The Modern Office Space

Technological advancements have clearly redefined the structure of the typical office. As employees have gained the ability to connect to their clients, co-workers, and supervisors through various electronic mediums, the need for cubicles and offices has dwindled. Lynn cites CoreNet Global, stating that dedicated space per office has reduced to 176 sq. ft. in 2012 from 225 sq. ft. in 2010.

Beyond this, technological advancements have raised questions about whether employees even need to commute to their office. There has been a rise of independent contractors working from home and participating in meetings and conferences through virtual means.

Businesses that do encourage their employees to work from the office have also changed their way of thinking. The traditional cubicle setting has been exchanged in favor of more open space, giving employees the flexibility to move around and collaborate with each other.

Investments must be adjusted accordingly from the traditional office space to the more progressive, technology-friendly settings in order to move with the times. As of now, however, there is a fear that office space could be facing a grim future.

The ‘Echo Boomers’

From 1982 to 1995, the baby boom generation spawned a new large group of young people now known as the “echo boom” generation. This group of young adults is ready to move out and create a huge impact on the national economy through demand for housing.

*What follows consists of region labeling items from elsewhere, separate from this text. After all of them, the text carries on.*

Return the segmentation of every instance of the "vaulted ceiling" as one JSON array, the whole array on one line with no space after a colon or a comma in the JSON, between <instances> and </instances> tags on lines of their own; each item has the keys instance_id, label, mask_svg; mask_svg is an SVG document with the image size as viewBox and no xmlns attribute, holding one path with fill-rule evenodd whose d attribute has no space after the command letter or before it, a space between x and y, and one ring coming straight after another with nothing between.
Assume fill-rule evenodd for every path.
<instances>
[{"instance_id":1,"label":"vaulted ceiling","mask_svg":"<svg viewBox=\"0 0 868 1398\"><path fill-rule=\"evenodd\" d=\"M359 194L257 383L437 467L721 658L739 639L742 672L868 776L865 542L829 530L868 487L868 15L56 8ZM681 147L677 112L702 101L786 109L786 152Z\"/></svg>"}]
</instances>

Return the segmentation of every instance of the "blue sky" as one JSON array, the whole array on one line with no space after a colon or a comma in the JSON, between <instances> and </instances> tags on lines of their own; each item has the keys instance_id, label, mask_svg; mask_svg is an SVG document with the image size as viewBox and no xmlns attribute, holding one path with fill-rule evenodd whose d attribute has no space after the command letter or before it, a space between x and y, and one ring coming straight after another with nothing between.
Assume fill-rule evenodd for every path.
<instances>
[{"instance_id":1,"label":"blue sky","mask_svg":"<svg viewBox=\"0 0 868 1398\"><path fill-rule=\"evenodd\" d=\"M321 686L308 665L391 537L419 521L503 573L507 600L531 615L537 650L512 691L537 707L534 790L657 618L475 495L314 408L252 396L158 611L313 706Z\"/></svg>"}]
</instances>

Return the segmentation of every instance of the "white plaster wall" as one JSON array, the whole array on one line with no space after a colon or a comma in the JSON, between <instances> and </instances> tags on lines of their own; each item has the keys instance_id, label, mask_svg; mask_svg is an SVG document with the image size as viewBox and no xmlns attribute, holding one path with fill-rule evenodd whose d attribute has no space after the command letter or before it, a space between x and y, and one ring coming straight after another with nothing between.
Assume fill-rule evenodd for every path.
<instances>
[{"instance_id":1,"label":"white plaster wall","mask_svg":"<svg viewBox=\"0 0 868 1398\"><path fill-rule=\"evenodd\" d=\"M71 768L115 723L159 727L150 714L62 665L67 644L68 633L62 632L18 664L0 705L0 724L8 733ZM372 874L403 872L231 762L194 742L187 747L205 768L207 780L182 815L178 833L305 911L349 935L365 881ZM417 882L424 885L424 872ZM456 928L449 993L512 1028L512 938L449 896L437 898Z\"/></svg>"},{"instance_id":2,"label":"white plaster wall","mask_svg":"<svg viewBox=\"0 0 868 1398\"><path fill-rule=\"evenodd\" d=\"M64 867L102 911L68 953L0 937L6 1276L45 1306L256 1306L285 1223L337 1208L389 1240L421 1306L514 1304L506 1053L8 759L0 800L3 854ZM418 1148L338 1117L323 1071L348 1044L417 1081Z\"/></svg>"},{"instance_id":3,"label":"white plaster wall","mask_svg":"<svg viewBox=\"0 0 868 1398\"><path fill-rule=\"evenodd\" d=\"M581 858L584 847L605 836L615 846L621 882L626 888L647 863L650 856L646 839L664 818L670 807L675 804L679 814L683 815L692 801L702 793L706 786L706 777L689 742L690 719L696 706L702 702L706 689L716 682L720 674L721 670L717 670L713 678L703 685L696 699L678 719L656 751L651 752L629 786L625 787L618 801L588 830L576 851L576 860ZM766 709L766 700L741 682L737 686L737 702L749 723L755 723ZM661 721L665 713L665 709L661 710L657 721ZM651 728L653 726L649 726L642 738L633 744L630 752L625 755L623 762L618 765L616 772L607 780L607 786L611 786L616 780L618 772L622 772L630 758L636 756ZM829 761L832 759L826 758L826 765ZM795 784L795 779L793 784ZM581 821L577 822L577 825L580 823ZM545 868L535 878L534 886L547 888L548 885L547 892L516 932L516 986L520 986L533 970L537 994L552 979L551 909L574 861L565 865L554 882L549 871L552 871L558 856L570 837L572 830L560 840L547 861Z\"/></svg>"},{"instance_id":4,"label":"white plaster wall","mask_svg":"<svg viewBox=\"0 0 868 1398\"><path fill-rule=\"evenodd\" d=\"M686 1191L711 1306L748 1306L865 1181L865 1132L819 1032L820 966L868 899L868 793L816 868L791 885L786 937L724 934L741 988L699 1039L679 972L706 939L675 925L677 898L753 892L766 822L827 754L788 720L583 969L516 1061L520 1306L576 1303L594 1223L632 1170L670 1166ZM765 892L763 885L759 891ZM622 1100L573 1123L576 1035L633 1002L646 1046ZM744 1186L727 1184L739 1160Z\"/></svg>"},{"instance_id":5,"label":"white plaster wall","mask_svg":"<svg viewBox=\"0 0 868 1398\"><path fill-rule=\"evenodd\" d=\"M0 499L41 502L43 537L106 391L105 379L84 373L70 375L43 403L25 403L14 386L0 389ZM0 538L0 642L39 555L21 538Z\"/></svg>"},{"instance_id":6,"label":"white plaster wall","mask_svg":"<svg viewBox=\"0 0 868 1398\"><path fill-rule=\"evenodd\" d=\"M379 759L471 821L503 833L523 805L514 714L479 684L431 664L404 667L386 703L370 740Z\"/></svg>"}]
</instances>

The problem seems to lie in the fact that the echo boomers are leaving their homes for more urban areas. This is due to a variety of reasons including the vast nightlife, amenities, and restaurants offered by cities. However, this phenomenon is mostly due to the increased employment opportunities that cities provide in comparison to suburban areas. Echo-boomers are even willing to trade size of residence for proximity to these locations.

The echo boomers are not necessarily dependent on motor vehicles. They enjoy walking, riding bicycles, and even mass transit. Echo boomers are also not looking to buy homes, but choose to rent instead. These characteristics all make the city more appealing than the suburbs for the echo boom generation.

As there is increased demand in these urban areas, the suburbs will begin to see bumps in the road. Demand for housing and/or retail space will very likely decline and tax revenues will shrink. Lynn suggests that suburbs take action to modernize by investing in mass transit, parks, and other ways to create more urban surroundings in hope of attracting future generations.